One of the contributors is David Waters, and he singles out Southern Baptists in particular as having a double-standard.
“How do these [Southern Baptist] guys keep a straight face? How do they explain this to their American daughters: ‘Honey, in America you can grow up to be anything you want, except the pastor of our church.’
“After Palin’s selection, it will be interesting to see how they explain this double-standard to American voters.”
Waters’ critique is hard-hitting, and I think it deserves a response.
First, Waters shows no appreciation for what the consensus positions are of complementarians. The faith Statement of Southern Baptists (to which Waters refers) falls within the mainstream of what complementarians believe. Perhaps the best summary of complementarian conviction is the Danvers Statement. Danvers reveals a consensus understanding of scripture on some broad themes but allows for differences on some others. For example, complementarians agree that the Bible teaches a principle of male headship that is rooted in God’s original, good creation. They also recognize that the New Testament specifically enjoins believers to order their homes and their churches in light of this principle. There is no complementarian consensus, however, on how these matters apply outside of the home and the church.
Second, complementarians who apply male headship outside the church and the home do so on the basis of a broad biblical theme (headship as a creation principle), not on the basis of specific apostolic commands (see for example the guidelines from John Piper, pp. 44-45, 50-52). That is why John Piper and Wayne Grudem have said, “As we move out from the church and the home we move further from what is fairly clear and explicit to what is more ambiguous and inferential.” In other words, complementarians are trying to be thoroughgoingly biblical. Likewise, the Danvers Statement itself only addresses “the principle of male headship” as it applies “in the family and in the covenant community.” One can’t help but wonder whether Waters is aware that the New Testament addresses rather narrowly the church and the home.

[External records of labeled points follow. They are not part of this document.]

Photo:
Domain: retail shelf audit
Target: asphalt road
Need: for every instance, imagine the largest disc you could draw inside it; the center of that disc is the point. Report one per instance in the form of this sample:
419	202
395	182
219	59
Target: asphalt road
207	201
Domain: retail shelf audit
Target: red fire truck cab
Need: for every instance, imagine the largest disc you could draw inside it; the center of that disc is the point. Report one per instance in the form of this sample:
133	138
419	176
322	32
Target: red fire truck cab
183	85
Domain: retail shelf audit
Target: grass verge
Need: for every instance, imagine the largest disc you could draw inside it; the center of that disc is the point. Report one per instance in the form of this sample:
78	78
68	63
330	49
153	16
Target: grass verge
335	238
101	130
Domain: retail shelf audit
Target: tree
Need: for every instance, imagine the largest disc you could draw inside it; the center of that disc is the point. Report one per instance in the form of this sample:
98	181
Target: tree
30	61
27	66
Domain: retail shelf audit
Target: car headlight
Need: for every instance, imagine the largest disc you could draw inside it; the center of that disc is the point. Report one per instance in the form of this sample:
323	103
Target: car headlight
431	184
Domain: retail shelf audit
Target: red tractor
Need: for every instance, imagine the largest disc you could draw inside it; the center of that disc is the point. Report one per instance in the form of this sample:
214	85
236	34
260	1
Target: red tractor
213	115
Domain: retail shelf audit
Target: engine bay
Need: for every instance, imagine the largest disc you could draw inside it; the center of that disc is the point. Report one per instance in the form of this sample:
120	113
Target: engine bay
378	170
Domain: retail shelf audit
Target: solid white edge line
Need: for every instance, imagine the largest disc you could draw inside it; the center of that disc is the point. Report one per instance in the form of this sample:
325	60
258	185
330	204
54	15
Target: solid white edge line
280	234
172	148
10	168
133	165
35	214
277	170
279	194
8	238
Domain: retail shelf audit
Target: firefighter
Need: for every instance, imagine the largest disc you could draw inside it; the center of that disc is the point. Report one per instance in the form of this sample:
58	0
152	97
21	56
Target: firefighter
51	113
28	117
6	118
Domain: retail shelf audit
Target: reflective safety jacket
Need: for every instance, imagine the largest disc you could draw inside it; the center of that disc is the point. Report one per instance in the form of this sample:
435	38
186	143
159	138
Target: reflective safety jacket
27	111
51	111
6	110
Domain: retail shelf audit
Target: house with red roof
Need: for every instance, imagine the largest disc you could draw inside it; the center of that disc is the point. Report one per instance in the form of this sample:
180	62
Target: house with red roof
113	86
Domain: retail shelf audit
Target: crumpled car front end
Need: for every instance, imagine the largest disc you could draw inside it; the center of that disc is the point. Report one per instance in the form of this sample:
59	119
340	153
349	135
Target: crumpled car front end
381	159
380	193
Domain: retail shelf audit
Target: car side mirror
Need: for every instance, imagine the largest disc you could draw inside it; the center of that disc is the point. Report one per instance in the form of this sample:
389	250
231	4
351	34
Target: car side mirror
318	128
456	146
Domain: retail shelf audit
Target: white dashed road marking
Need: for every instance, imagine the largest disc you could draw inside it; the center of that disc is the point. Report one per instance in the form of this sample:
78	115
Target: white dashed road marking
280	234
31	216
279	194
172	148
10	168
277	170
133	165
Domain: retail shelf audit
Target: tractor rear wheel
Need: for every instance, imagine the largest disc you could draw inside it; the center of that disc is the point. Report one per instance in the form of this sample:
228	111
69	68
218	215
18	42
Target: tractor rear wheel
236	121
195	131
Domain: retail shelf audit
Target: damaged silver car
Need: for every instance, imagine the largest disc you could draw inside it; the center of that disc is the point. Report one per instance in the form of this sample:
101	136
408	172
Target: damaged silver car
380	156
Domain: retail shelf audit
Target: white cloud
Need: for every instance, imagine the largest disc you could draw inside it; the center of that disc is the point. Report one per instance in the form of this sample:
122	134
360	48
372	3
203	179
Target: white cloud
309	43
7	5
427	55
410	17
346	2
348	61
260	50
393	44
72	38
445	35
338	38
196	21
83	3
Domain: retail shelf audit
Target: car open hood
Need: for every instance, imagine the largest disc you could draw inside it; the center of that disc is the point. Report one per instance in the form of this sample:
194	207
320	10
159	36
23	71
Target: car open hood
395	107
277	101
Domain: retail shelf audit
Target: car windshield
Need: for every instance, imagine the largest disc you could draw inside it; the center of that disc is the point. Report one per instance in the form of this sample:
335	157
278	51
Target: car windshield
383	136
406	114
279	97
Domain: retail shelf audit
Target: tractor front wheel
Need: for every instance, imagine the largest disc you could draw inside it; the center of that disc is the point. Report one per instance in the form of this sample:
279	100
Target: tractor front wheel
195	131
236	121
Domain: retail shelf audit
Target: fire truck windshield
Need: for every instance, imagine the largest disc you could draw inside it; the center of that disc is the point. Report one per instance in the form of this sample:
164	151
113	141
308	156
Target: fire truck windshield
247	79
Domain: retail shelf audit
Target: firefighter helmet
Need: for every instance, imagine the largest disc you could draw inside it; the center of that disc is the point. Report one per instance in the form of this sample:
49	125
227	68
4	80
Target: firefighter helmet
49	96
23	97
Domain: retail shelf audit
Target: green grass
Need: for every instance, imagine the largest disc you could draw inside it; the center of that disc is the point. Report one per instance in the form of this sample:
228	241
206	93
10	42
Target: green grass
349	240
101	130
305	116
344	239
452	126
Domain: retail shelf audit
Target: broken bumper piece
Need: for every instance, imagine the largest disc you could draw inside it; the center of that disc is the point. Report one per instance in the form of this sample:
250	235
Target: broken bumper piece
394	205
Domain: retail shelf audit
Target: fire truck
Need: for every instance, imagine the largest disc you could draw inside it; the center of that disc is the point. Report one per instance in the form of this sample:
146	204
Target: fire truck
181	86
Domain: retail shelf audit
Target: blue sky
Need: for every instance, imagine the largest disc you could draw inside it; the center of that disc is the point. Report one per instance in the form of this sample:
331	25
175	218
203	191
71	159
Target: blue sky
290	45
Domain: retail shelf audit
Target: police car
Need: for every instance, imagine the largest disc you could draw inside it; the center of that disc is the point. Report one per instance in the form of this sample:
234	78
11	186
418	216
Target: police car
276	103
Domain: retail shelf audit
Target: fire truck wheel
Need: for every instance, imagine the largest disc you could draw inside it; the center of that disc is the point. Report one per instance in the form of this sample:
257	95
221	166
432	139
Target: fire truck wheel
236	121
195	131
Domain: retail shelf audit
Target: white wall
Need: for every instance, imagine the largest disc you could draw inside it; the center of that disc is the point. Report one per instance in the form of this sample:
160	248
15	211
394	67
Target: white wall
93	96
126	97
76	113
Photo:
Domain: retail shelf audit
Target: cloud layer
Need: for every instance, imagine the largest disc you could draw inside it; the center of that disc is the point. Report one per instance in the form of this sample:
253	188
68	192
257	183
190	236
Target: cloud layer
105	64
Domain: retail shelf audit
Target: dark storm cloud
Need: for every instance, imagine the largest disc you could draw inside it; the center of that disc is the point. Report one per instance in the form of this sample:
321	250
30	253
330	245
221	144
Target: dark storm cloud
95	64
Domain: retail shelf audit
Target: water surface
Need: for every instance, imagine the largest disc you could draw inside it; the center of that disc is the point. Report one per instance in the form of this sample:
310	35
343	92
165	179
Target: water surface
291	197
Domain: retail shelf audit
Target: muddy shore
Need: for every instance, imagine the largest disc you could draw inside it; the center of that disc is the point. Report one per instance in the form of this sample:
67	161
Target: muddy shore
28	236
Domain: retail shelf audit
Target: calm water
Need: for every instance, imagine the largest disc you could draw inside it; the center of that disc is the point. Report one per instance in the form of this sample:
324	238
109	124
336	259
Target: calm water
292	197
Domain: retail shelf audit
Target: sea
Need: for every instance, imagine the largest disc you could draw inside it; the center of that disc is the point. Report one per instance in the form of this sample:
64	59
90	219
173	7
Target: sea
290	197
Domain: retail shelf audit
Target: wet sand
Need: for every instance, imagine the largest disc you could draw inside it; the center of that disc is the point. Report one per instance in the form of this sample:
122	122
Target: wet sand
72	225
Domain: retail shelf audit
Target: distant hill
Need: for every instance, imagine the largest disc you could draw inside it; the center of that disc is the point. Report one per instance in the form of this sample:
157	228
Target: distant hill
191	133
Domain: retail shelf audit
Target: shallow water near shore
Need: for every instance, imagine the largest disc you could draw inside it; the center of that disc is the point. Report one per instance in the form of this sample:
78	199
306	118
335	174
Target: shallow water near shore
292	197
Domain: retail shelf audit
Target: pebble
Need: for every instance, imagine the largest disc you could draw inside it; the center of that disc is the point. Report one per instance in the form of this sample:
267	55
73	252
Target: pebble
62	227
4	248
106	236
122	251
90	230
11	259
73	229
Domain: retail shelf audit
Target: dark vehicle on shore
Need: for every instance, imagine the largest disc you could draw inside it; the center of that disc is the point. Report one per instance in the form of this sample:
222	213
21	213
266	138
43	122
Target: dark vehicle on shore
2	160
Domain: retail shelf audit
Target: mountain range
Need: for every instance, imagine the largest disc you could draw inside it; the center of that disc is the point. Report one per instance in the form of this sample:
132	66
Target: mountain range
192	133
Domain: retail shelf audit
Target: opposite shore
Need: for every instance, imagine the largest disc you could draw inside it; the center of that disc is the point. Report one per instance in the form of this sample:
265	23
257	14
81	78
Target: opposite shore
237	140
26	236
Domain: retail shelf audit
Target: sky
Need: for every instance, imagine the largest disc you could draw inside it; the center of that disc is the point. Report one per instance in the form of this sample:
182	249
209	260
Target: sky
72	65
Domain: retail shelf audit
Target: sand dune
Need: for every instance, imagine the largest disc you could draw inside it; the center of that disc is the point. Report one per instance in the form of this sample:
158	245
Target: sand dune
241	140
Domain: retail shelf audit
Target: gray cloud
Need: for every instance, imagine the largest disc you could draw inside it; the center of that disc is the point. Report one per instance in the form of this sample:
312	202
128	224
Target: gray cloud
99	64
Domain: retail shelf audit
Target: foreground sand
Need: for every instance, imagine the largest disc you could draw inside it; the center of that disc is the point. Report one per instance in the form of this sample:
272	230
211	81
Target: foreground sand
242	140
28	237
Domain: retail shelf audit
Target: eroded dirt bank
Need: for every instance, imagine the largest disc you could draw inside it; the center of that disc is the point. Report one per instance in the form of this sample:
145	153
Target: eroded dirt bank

Third, Waters’ disdain of complementarianism is rooted in a fundamental misunderstanding of the Bible. His hermeneutic is completely untenable. He dismisses the relevance of biblical texts that say that pastors must be male (e.g., 1 Timothy 2:12) by contending that such texts aren’t any more relevant to the modern reader than the food laws of the Old Testament. He shows no regard for the progress of revelation or of the structural differences between the old and new covenants. Before leveling this kind of critique, Waters needs to be more sensitive to the differences between Mosaic command and apostolic directive.
There is much more that could be said in response to Waters (e.g., Albert Mohler’s response to the question). At the end of the day, however, it is sufficient to say that Southern Baptist complementarians are merely trying to be faithful to the biblical text. Nothing more and nothing less. There’s nothing hypocritical about that.